As someone from the wrong hemisphere, one soon realises one remains outside civilisation, even though one knows one may be more educated in many fields than ‘us’ and blushes when members of the country’s intelligentsia comments on the ways of the world. This teaches us that civilisation is a matter of processing, the ability to deal with time and events in ways other than a command of the facts.

The time of identities of a single truth is over. We are all foreigners abroad. That experience gives us a new perspective to experience different and ‘other’ people among us. Soon a little foreigner will be living inside every Finn.

 

*


In March I stood staring out of the window at the morning rush-hour on Mannerheimintie Street. It was sleeting like mad.

I was on a twenty-year language course in which I had not yet learned the rules concerning the object.

Home is a place where you can feel accepted. At home. Even though I feel I have taken root, my surroundings push me away. Now it’s a day like today.

Home can also be a mental place. A place in which you are accepted, in which you belong to the mainstream. Because I come from a developing country in conflict, I know that I do not even have that. There is nowhere for me to escape to. When you struggle for your basic existence in your everyday life and there is no escape even in your imagination, your basic sense of security is under threat.

If you project everything that is good onto the culture of your old native land, the result is bitterness and you begin to mix your dreams with reality.

To become rooted in your new country, the only thing that helps is love. You must seek it everywhere. I am at home in the colours of the Karelians, the talk of the Savo people and the pride of the Sámi.

Then there are elements that I try hard to integrate into my life, to get used to them in order to learn to love them. I do not always succeed. What to do, for example, with ice? Even if you approach it amicably, it forces you to fall on your back, just like your new homeland. The only thing it gives you are bruises, pain and fear. If it finally opens up, it swallows you, drowns you.

How to love your neighbour, who will not meet your eye, but posts complaints about cooking smells through your letterbox. How to learn to love your surroundings, when not a single employer will take you on. How to love a society in which you are a monster or a clown, through your mere existence. How to love a spouse who will not learn your language. How to trust when the media make you a fearful figure and then try to persuade you that the Finns are the most honest and genuine people you know.

It is not easy, but there is no other way. When you change your attitude, your surroundings reciprocate. You demand love and respect by loving and respecting.

Immigrants have always brought the new. Even the second generation of immigrants are still called immigrants, and for them this is home, a source of love and security. Their surroundings murmur: you are different. And their parents shout: you’re not really ours, since you don’t know your roots.

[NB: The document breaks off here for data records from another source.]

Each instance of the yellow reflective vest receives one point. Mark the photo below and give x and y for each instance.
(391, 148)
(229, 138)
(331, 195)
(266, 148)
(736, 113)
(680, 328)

The ‘lost treasure’, the native land you left behind, is a lovely thing, but you do not need to blame the children for the fact that they have learned to feel comfortable at least in one place. Such release/discovery is a treasure.

My self is my home, and it is made up of construing three places. My two homelands and their combination, which is my own world. I must admit the most important thing here: when the aeroplane lands in Europe, I feel safe. I feel this especially in large cities in which I am not ‘different’.

When I am exhausted, I go in my dreams to my homeland and listen to my native language. When war news at home become hard to bear, I speak Finnish inside my own head and imagine myself beside the statue of the Three Smiths in central Helsinki. My everyday home is a milk-shake of different places and flavours.

A migrant’s home is in his or her identity. It is an apple tree grafted with orchids. It can’t compete in beauty contests for either apple trees or orchids. At times the different branches look at each other with astonishment. At times the grafting sites become painful and swollen. But it is the truth I am telling you. It is fine and beautiful, as long as you remember to let the chickens crap on the roots.